Posted on February 7, 2012 9:45 AM by Andrew

Continuing with my discussion here and here of the articles in the special issue of the journal Rationality, Markets and Morals on the philosophy of Bayesian statistics:

David Hendry, “Empirical Economic Model Discovery and Theory Evaluation”:

Hendry presents a wide-ranging overview of scientific learning, with an interesting comparison of physical with social sciences. (For some reason, he discusses many physical sciences but restricts his social-science examples to economics and psychology.)

The only part of Hendry’s long and interesting article that I will discuss, however, is the part where he decides to take a gratuitous swing at Bayes. I don’t know why he did this, but maybe it’s part of some fraternity initiation thing, like TP-ing the dean’s house on Halloween.

Here’s the story. Hendry writes:

‘Prior distributions’ widely used in Bayesian analyses, whether subjective or ‘objective’, cannot be formed in such a setting either, absent a falsely assumed crystal ball. Rather, imposing a prior distribution that is consistent with an assumed model when breaks are not included is a recipe for a bad analysis in macroeconomics. Fortunately, priors are neither necessary nor sufficient in the context of discovery.

I could just laugh this off—but as someone who has published two books and hundreds of articles on applied Bayesian statistics, I think I’ll take Hendry seriously.

Let me start with the tone. I generally don’t like when people take words or phrases that you disagree with them and put them in quotes. If you’re going to put “prior distributions” and “objective” in quotes, then please show the same disrespect to your other terms: “falsely” . . . “crystal ball” . . . “breaks” . . . “recipe” . . . “macroeconomics” . . . “discovery.”

But let me get to the substance. First, Hendry’s right. No statistical method is necessary. With sufficient effort, I think you can solve all statistical problems with Bayesian methods, or with robust methods, or with bootstrapping, or with any number of alternative approaches. Fuzzy sets would probably work too. Different approaches have different advantages, but I’m sure that if Hendry adopts a self-denying ordinance and decides to never use priors, he can solve all sorts of data analysis problems. He’ll just have to work really hard sometimes. But, to be fair, there are some problems that I have to work really hard on too. In short: econometrics methods tend to require more effort in complicated settings, but they often have appealing robustness properties. It’s fair enough that Hendry and I place different values on robustness vs. modeling flexibility.

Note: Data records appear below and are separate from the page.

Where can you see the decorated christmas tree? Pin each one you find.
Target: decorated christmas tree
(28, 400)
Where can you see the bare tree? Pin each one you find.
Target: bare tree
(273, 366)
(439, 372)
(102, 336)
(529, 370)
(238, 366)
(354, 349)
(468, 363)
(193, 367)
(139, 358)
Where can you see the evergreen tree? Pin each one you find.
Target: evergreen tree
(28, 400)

My most serious criticism with Hendry’s above paragraph is the old, old story: he’s singling out Bayesian methods and priors as being particularly bad. Meanwhile all those likelihood functions and assumptions of additivity, symmetry, etc. all just sneak in. Hendry’s standing at the back window with a shotgun, scanning for priors coming over the hill, while a million assumptions just walk right into his house through the front door.

Here’s Hendry’s summary:

The pre-existing framework of ideas is bound to structure any analysis for better or worse, but being neither necessary nor sufficient, often blocking, and unhelpful in a changing world, prior distributions should play a minimal role in data analyses that seek to discover useful knowledge.

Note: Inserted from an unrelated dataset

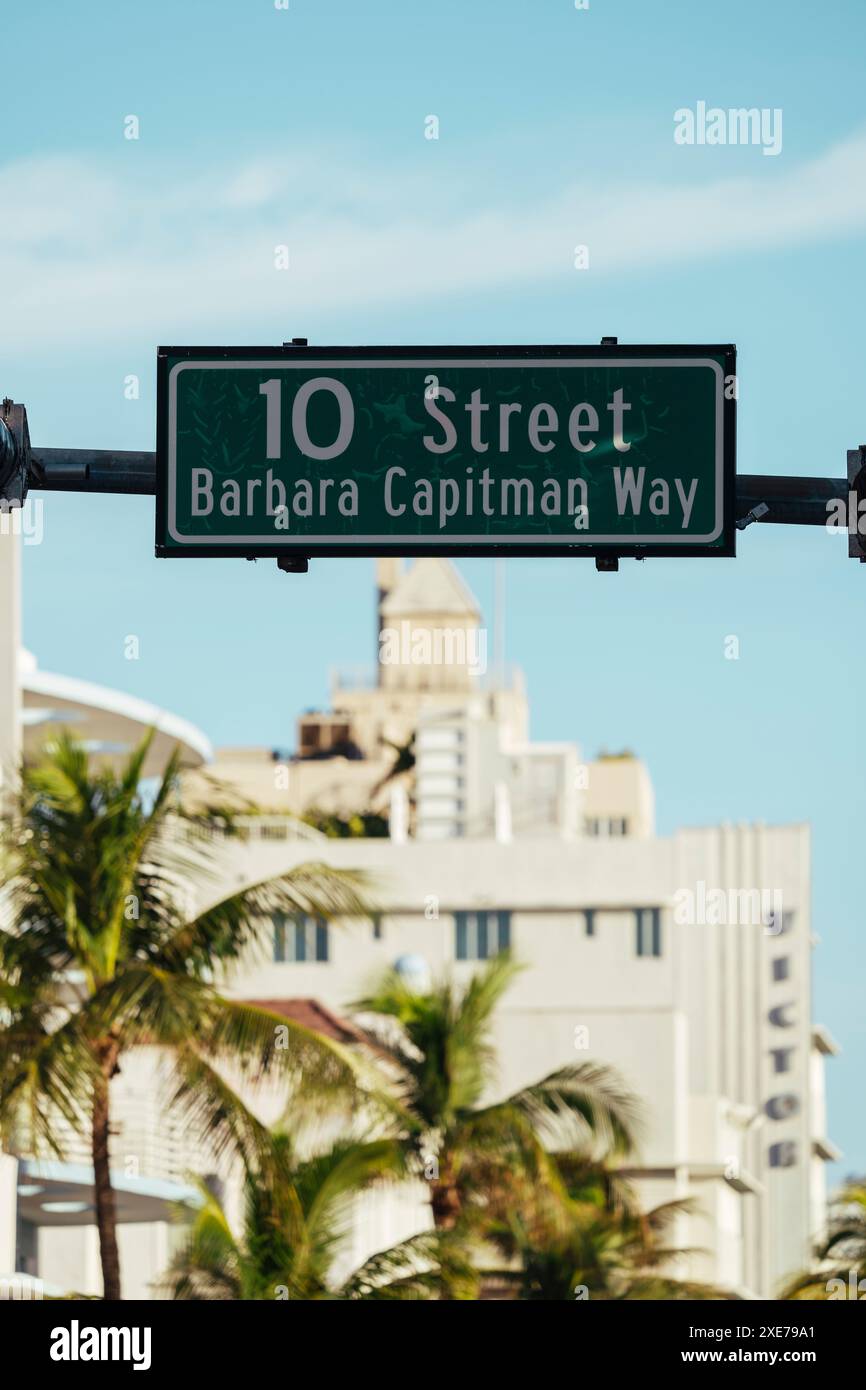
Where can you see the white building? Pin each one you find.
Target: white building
(683, 961)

I’m going to have to disagree. I could give a million examples of useful knowledge that can be discovered with the aid of prior distributions. For example, where are the houses in the U.S. that have high radon levels? What are the effects of redistricting? How much perchloroethylene does the body metabolize? What is public opinion on gay rights by state? Or, for a classic from Mosteller and Wallace in 1960, classify the authorship of the Federalist Papers using 1960s technology.

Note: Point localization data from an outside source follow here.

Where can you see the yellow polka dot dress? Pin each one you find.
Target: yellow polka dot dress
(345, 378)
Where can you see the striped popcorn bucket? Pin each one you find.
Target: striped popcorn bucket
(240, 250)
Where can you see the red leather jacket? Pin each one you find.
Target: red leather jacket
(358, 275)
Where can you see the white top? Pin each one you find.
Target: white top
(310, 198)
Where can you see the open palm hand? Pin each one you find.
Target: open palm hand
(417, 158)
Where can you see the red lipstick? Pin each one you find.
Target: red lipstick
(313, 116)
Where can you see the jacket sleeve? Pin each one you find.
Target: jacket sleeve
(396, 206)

I’m not saying that Hendry and his colleagues need to be using Bayesian methods in his applied research. I’m not even saying that Bayesian methods are needed to solve the problems listed in the above paragraph. In practice these problems were indeed solved using Bayesian inference, but I think other approaches could get there too. What I am saying is, why is Hendry so sure that “prior distributions should play a minimal role” etc.? I’m really bothered when people go beyond the simple and direct, “I have no personal experience with Bayesian inference solving a useful problem” to prescriptive (and wrong) statements such as “prior distributions should play a minimal role.” And it’s just silly to say that priors are “unhelpful in a changing world.” I’d think an econometrician would know about time series models!

Hendry also pulls the no-true-Scotsman trick:

Fortunately, priors are neither necessary nor sufficient in the context of discovery. For example, children learn whatever native tongue is prevalent around them, be it Chinese, Arabic or English, for none of which could they have a ‘prior’. Rather, trial-and-error learning seems a child’s main approach to language acquisition: see Clark and Clark (1977). Certainly, a general language system seems to be hard wired in the human brain (see Pinker 1994; 2002) but that hardly constitutes a prior. Thus, in one of the most complicated tasks imaginable, which computers still struggle to emulate, priors are not needed.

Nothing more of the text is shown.